Monthly report to the Board of Regents
Faculty Governance

Subject: Committee on Institutional Cooperation Faculty Governance Conference

The Senate Advisory Committee on University Affairs is pleased to be hosting the Faculty Governance Conference for the Committee on Institutional Cooperation (CIC). The CIC is a consortium of Big Ten Universities and the University of Chicago that was founded in 1956 to promote collaborative intellectual activities between the great research institutions of the Midwest. Over the years the CIC universities have promoted programs to pool resources in such areas as biometeorology (the study of the effects of weather on humans), the study of Asian languages and graduate education. We reprise the theme of shared resources and challenges by dedicating this year's conference of faculty senate leaders to the impact of funding problems on major research universities.
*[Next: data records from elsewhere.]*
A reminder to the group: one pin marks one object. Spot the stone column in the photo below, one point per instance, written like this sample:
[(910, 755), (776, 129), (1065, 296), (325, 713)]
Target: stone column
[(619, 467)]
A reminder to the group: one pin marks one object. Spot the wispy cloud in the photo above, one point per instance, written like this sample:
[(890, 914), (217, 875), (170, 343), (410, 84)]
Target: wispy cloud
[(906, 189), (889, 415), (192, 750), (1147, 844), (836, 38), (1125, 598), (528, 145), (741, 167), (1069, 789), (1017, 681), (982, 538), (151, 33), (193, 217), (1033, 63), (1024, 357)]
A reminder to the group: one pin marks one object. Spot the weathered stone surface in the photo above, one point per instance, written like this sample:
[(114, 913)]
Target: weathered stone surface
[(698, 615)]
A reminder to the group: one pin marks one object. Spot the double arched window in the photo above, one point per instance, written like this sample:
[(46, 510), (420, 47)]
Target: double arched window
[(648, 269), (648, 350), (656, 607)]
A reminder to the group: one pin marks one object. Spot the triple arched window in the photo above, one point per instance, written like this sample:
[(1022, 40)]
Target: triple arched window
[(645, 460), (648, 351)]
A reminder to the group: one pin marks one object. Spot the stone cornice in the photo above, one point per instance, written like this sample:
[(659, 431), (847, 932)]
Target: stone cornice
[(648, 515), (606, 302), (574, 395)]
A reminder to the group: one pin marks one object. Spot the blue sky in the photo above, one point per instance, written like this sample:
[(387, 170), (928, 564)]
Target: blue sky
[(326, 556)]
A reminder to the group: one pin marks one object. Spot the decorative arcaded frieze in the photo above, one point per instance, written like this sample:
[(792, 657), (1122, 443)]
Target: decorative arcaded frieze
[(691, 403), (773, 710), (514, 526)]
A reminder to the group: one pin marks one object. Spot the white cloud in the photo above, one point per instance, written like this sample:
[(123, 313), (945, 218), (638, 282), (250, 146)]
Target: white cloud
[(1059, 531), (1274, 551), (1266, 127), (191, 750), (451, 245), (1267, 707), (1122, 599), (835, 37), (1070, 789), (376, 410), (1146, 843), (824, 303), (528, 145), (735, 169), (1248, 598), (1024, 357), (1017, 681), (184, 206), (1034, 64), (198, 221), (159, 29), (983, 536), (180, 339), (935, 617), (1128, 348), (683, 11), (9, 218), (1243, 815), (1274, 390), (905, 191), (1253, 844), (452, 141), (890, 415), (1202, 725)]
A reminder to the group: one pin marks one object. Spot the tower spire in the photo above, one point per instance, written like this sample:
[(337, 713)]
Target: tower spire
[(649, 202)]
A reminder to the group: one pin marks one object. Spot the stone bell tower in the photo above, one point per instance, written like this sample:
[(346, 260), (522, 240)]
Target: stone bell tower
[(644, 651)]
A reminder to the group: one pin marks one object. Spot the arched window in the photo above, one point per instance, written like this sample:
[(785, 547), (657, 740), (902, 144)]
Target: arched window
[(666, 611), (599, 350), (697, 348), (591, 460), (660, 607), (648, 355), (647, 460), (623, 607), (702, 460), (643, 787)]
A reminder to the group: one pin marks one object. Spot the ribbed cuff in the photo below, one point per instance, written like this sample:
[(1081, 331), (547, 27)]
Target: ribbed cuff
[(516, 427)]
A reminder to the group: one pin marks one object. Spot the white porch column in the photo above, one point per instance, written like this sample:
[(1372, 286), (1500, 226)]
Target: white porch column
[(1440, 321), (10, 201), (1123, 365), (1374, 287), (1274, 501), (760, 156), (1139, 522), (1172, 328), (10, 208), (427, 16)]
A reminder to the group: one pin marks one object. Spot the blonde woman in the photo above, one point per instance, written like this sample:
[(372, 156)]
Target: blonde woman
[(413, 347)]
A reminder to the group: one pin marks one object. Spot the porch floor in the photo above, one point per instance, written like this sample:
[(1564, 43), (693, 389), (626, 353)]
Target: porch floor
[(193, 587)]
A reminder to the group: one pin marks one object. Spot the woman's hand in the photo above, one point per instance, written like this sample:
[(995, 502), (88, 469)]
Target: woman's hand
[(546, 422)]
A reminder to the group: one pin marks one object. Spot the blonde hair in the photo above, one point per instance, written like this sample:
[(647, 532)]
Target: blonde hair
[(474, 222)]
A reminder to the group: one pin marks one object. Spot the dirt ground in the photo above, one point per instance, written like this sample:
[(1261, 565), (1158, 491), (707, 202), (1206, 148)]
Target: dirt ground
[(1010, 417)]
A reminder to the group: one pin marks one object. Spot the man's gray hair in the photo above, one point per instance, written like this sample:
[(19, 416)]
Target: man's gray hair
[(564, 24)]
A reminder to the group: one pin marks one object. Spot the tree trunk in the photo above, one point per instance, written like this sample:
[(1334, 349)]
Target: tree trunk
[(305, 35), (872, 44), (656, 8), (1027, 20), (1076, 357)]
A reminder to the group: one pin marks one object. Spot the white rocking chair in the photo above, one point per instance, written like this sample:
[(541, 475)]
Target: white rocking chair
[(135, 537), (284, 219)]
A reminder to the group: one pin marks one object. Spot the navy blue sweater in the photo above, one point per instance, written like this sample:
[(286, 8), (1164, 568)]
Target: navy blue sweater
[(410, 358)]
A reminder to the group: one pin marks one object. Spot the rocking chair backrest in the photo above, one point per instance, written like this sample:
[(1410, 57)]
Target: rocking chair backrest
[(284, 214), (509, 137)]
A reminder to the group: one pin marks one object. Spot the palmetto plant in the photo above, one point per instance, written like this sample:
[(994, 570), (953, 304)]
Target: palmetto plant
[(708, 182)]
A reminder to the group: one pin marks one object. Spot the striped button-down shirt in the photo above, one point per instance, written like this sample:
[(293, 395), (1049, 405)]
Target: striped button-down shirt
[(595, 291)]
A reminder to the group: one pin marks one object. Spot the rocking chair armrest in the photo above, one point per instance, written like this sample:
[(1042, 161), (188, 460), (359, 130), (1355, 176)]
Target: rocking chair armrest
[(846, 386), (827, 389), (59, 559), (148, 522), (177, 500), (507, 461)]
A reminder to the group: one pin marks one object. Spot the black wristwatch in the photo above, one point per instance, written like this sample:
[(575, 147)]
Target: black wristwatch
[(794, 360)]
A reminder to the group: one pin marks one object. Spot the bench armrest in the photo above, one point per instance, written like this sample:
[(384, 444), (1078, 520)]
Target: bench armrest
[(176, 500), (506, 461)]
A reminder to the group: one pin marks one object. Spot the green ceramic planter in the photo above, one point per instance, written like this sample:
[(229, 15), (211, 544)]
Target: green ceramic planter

As state support has dwindled, and as grant funding has become more difficult to secure, universities have had to look to a variety of sources to make up the shortfall; in the case of public institutions this has increased dependence upon development and the stewardship of the endowment, and the leveraging faculty creativity to bring new products to market. It also has meant greater reliance upon tuition revenue (though these increases can be offset to some degree by increasing the amount of money that is available for financial aid). Should this be seen as something new, the "privatization" of the public university, or should it be seen as a reconfiguration of traditional patterns of public and private support? What changes might we look to in the future? How will universities be able, for instance, to guarantee excellent and affordable health care? Will universities be able to continue to support the pension plans that they now support? These not only are priorities on the U-M campus but across higher education.

Universities need to be able to retain the best faculty members. Aside from offering compensation and benefits packages that match those of peer institutions, an important factor in retention is campus climate. Do faculty members feel that their voices are heard in decision-making for the community, and that their contributions are valued? Are tenure track faculty being replaced by "contingent faculty" at the core of the undergraduate program, and are universities engaging in a type of bait-and-switch to attract applicants by advertising distinguished faculty members who seldom teach undergraduates, and as a result providing an inadequate educational experience to students? To address this last question, we are pleased to have Professor Edie Goldenberg discuss the research that she has recently completed with John Cross (a former faculty member and administrator at U-M) for their forthcoming book, "Off Track Profs," in which they look at hiring patterns at a number of universities (including several in the CIC) showing how they have resisted pressures on the traditional tenure system, and how this can to improve undergraduate education, support campus collegiality, trust in academic governance and preserve America's leadership in higher education.

Finally, the long-term on-campus communities — faculty members, staff and administration — are under ever-increasing pressure from a wide variety of other communities, be they alumni, state legislators or simply the general public. All of these groups often will have different priorities for the University, and as universities depend on these groups for their funding, off-campus groups are ever willing to assert their priorities. These can be in the area of research, where universities must be ever-vigilant in the defense of academic freedom in the face of intense criticism, usually directed at individual faculty members whose professional lives have led them to take up positions that are unpopular with one group or another. Similarly academic freedom can be threatened in the courts and legislatures as judges and legislators have, in some cases, sought not only to restrict access to universities but even the material taught in classrooms. We will be welcoming Rebecca Alperts from the Department of Religious Studies and Robert O'Neil from the University of Virginia to share their thoughts on recent cases around the country.

We hope that all members of the University community who find that these topics resonate with their own experiences, either at Michigan or elsewhere, will feel free to join us on Oct. 31.